Ugh...I am right there with you. Every time I go there are tons of expecting women there. Last time, there was a teen couple who obviously didn't plan their pregnancy, a couple of women about to pop, and two other women about to pop with toddlers with them. It was torture!

Then, my DH had knee surgery two days ago (no bding for us for at least a month, so no bfp for me any time soon :( ) The surgery center was right next to the "Family Birthing Center" aka the maternity ward. We were in the hospital for over 8 hours. During that time, I got to watch women going in ready to give birth and families with baby gifts. Everyone was extremely happy and I couldn't help but hate them all!!! Okay, hate is a strong word, but I was very jealous.
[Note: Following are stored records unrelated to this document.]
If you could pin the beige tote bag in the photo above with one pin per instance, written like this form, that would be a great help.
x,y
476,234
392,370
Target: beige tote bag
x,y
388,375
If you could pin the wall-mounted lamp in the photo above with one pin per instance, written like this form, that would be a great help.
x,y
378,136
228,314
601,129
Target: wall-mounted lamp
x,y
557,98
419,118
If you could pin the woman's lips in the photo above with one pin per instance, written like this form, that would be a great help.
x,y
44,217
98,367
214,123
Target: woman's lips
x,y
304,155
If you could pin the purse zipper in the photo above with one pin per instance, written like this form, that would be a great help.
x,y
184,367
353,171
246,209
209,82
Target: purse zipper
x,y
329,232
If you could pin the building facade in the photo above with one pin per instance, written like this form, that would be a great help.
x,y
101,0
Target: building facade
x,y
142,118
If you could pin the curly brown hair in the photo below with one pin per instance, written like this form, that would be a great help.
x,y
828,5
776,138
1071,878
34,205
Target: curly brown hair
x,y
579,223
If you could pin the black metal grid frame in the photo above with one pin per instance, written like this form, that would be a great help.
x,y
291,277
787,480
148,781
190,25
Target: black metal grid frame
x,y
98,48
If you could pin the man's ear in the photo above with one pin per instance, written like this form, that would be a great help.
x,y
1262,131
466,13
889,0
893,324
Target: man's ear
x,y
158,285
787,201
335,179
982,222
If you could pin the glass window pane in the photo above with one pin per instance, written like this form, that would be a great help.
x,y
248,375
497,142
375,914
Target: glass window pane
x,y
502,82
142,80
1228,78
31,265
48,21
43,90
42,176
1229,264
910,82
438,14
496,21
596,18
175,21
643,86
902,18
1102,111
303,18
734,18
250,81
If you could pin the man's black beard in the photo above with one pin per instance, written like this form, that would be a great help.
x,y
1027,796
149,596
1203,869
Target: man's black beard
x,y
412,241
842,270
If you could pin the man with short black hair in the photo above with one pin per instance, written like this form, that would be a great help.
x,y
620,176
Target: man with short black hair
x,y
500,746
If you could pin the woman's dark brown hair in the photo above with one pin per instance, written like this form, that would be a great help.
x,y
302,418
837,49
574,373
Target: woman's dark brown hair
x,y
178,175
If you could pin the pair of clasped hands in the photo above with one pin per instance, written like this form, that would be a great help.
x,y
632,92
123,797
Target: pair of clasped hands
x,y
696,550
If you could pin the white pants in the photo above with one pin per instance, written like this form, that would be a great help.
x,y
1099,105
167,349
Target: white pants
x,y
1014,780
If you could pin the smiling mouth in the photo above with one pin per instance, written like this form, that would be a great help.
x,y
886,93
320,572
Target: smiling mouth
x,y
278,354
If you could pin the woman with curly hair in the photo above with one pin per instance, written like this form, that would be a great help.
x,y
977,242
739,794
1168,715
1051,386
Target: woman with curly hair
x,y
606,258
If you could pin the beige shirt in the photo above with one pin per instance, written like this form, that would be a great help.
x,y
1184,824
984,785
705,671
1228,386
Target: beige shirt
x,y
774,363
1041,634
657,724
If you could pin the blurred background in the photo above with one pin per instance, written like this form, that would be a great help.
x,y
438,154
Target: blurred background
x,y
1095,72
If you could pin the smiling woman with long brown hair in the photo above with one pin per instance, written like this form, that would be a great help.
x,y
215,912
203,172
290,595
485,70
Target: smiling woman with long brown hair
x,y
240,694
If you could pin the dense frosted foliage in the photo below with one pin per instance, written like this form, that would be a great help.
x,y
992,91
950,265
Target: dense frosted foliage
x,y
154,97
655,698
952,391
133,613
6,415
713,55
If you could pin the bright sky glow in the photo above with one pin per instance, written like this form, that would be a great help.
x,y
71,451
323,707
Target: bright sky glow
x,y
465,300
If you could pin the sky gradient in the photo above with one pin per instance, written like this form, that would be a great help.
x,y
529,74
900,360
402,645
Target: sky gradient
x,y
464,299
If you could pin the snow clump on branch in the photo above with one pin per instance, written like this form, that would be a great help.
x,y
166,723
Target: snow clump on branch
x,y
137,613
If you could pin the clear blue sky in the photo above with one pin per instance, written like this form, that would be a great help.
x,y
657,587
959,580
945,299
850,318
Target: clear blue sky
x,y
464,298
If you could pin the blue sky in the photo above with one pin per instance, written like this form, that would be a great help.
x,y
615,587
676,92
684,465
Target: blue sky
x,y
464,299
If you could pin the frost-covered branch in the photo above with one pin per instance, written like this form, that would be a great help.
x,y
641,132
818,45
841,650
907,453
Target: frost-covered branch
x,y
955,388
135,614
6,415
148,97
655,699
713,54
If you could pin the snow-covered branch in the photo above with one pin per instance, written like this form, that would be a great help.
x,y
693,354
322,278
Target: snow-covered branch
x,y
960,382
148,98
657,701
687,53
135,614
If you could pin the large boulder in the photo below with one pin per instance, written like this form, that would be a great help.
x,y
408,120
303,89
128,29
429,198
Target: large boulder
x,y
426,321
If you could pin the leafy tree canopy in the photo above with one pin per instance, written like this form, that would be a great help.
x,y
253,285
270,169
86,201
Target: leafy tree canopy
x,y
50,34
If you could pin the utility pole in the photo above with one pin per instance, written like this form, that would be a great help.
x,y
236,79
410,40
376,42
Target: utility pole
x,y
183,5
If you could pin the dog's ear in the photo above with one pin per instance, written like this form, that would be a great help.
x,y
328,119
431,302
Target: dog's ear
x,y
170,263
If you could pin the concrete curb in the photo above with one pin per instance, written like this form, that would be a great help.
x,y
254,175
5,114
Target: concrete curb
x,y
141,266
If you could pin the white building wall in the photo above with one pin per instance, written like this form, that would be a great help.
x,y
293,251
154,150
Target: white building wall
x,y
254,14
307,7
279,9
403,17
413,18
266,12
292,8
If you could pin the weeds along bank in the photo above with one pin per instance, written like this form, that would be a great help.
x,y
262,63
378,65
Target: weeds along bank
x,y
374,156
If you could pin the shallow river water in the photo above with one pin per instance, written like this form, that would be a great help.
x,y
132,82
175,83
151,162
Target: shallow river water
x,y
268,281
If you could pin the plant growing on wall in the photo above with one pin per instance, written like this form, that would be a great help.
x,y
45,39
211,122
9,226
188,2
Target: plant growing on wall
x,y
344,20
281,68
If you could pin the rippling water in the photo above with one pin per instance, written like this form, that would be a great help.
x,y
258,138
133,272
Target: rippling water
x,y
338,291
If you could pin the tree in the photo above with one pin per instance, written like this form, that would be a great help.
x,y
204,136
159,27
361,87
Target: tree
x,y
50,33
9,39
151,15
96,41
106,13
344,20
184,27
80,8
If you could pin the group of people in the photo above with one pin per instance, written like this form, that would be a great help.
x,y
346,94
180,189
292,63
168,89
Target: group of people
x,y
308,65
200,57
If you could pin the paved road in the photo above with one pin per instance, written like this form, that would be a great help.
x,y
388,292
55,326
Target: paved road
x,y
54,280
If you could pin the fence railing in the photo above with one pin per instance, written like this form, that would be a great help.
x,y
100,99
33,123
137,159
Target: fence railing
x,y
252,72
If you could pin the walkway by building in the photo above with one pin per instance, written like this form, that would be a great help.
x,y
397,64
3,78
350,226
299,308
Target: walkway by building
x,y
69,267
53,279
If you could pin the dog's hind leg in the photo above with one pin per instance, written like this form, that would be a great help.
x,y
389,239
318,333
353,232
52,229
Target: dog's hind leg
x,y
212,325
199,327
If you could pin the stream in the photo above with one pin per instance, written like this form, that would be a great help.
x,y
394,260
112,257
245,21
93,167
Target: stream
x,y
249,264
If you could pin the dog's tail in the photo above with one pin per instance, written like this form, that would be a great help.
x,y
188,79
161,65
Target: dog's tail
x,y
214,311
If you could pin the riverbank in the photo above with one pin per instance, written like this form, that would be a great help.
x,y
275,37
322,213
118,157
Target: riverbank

ready...I don't know how you handle being an ob nurse! I teach kindergarten and find that really hard! I have tons of students whose parents don't care a bit about them and teen moms that look at thier kids as a burden, etc. Sometimes it is so hard to go to work. Today we were discussing how the students feel when Mom and Dad bring home a new baby. This lesson was a killer!!!
 
My OB office is the same set up....I have to sit there along with 1000 other women who are pregnant and look for my belly and ask how far along I am...and when I reply I'm not pregnant I am trying for 18 months they give me the "oops I am so sorry" look :( and I just want to cry! So sorry you have a similar experience :(
 
So it seems it's universal!
Ready- I don't know how you do it! I was a nanny 10 years ago but gave up as I was fed up working with families that had children purely so they had someone to pass their worldly goods on to or because it was expected of them - and that was before I knew I wanted kids. I can't imagine how I'd feel doing that job now.
As for the fertility gods? I just don't think they're talking to me, either that or they lost my address!!

Navy- I'm sorry about hubby's knee. It's horrible when other things get in the way. I don't know about you but to me it's almost like ttc is the only thing in the world and when anything is wrong with either of us it's just inconvenient!!! Fingers crossed for his speedy recovery.

To everyone, thanks for your replies - good to know it's not just my local hospital designed by a bunch of insensitive numpties!! We ttc ladies don't expect to be wrapped in cotton wool but a bit of thought would be nice once in a while!
 
It's because they both require regular access to the ultrasound facilities, my hospitals the same. I find for hospital visits it actually keeps me optimistic, after all one day that *could* be me, so logically there could be other pg women waiting who've overcome there infertility.
I can deal with bumps tbh, it's the newly pg that seem to affect me.

Waiting at the pharmacy the other day, a random woman next to me prattling on to me about her BFP and how she gets some meds free or reduced rates now.......right while i was waiting for £300 of pricey fertility meds to dispense. I really wanted to scream tbh how unfair life is.
 
It IS unfair. We all see people - be it on TV, in the street, or even people in our own families - that really shouldn't be allowed to have children and yet they seem to be popping them out all over the place. It's heartbreaking if you think about it too much but you can't seem to think about anything else when it's staring you right in the face all day.
 
I've found some comfort that even DH now thinks everyone is pg but us .At first I thought it was just me, but I think it's just rotten bad luck that everyone we know is annnouncing. I have 5 close friends pg and 4 with babies under a year. This week 2 of DH's friends announced oops pg's, one of whom is older at 46yrs so thought it wouldn't happen.

We have decided to have a small bet between us on 'who's next' that we know (really there aren't many left to choose from, we're onto single/oldies/chosen-to-be-childless now!). The winner gets to choose our next holiday.